The PBCL provides that the indemnification described above shall not be
deemed exclusive of other indemnification that may be granted by a corporation
pursuant to its By-Laws, disinterested directors' vote, shareholders' vote,
agreement or otherwise; provided that the indemnification shall not be made in
--------
any case where the act or failure to act giving rise to the claim for
indemnification is determined by a court to have constituted willful misconduct
or recklessness.
The PBCL also empowers corporations to purchase and maintain insurance on
behalf of any person who is or was a representative of the corporation, or is or
was serving at the request of the corporation as a representative for another
corporation, partnership, joint venture, trust or other enterprise against any
liability asserted against him in any such capacity, or arising out of his
status as such, whether or not the corporation would have the power to indemnify
him against such liability as described above.

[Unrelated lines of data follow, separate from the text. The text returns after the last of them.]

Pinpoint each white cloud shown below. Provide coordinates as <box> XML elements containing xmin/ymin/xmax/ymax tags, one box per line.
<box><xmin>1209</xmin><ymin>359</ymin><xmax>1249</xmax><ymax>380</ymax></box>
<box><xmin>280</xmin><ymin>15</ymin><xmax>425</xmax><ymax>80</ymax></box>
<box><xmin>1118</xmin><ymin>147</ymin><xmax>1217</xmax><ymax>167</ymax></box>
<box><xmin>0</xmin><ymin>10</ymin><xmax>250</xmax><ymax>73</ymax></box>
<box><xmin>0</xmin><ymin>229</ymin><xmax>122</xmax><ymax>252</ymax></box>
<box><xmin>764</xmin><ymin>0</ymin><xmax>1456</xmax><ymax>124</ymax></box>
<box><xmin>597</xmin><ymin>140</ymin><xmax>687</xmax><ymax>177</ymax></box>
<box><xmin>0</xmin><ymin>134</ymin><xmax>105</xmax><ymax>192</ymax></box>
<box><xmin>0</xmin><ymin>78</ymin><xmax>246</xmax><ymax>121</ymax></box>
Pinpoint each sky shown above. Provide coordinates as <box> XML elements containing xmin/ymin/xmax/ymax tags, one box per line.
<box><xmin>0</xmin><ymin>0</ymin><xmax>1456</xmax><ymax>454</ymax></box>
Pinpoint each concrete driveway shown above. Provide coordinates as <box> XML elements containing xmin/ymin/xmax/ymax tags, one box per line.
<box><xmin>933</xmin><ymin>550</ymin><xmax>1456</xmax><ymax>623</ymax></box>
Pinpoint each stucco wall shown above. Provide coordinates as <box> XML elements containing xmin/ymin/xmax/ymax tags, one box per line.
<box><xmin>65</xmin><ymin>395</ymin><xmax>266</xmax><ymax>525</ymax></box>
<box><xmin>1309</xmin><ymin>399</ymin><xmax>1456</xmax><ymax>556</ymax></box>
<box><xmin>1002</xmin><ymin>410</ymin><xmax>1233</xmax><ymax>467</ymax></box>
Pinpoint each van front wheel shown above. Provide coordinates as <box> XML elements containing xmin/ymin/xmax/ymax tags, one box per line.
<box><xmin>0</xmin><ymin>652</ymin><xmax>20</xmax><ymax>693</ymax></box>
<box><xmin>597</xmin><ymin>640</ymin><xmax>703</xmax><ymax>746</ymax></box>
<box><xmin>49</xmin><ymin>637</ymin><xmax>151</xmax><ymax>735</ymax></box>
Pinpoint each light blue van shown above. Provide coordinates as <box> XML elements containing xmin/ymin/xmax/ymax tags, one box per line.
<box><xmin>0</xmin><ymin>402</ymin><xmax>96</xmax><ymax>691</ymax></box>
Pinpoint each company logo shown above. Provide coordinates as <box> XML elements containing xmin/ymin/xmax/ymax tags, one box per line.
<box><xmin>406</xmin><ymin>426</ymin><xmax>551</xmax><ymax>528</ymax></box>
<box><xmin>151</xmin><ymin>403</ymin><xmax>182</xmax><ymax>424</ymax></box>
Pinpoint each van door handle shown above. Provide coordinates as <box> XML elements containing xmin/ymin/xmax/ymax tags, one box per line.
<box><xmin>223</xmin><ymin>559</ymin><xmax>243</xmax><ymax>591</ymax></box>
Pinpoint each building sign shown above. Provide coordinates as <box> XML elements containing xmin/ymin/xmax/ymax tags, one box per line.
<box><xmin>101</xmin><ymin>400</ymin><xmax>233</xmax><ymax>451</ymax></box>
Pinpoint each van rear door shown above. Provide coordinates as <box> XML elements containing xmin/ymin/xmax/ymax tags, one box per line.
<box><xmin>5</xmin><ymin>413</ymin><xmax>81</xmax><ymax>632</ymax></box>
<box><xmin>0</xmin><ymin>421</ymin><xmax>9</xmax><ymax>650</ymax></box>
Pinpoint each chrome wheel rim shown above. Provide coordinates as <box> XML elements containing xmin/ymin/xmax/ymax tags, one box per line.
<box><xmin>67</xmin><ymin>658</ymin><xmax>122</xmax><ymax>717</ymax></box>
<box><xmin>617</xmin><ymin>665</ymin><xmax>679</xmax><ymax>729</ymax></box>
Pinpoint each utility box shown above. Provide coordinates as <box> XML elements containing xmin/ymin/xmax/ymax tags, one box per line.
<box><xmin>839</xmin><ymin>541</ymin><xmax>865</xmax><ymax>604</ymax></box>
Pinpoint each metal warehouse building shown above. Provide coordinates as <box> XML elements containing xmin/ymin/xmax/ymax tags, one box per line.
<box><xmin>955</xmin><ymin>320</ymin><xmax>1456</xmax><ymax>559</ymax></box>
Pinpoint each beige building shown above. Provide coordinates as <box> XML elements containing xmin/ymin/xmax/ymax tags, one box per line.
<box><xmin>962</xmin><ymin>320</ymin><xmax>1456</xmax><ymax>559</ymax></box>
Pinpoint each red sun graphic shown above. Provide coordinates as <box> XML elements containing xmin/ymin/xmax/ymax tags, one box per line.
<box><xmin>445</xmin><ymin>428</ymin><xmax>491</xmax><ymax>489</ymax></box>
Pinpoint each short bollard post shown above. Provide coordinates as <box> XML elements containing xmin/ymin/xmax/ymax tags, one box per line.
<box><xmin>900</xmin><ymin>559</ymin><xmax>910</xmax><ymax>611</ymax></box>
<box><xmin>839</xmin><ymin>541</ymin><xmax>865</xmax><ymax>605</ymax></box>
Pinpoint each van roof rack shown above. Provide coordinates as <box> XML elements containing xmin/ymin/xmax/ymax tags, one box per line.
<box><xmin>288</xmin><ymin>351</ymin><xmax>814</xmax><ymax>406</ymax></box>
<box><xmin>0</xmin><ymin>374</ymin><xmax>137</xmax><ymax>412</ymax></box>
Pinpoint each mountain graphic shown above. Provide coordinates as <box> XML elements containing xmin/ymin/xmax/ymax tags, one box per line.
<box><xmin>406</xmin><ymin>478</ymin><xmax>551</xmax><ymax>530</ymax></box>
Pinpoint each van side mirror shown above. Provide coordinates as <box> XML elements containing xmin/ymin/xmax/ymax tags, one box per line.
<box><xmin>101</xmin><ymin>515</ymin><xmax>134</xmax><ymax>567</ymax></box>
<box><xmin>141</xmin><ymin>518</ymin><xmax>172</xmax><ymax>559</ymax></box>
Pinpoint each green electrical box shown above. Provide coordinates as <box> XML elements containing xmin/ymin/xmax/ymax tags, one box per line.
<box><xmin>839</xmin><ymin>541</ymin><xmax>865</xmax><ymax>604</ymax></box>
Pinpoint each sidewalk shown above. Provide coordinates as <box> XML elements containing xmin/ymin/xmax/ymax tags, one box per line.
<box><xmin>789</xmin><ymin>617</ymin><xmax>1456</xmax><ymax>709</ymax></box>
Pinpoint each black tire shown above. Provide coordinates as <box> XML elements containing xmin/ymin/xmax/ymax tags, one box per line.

The Articles of Incorporation of CoreStates Financial Corp (the
"Registrant") provide that no director or officer of the Registrant, as such,
shall be personally liable to the Registrant or its shareholders for monetary
damages for any action taken, or any failure to take any action, except where
the director or officer (a) has breached or failed to perform the duties of his
or her office under the Registrant's Articles of Incorporation, By-laws or
applicable provisions of law and such breach or failure to perform constitutes
self-dealing, wilful misconduct or recklessness, (b) is responsible or liable
pursuant to a criminal statute or (c) is responsible or liable for the payment
of taxes pursuant to local, state or federal law.
Pursuant to the Registrant's By-laws, the Registrant is obligated to
indemnify an Indemnified representative (as defined below) against any Liability
(as defined below) incurred in connection with any Proceeding (as defined below)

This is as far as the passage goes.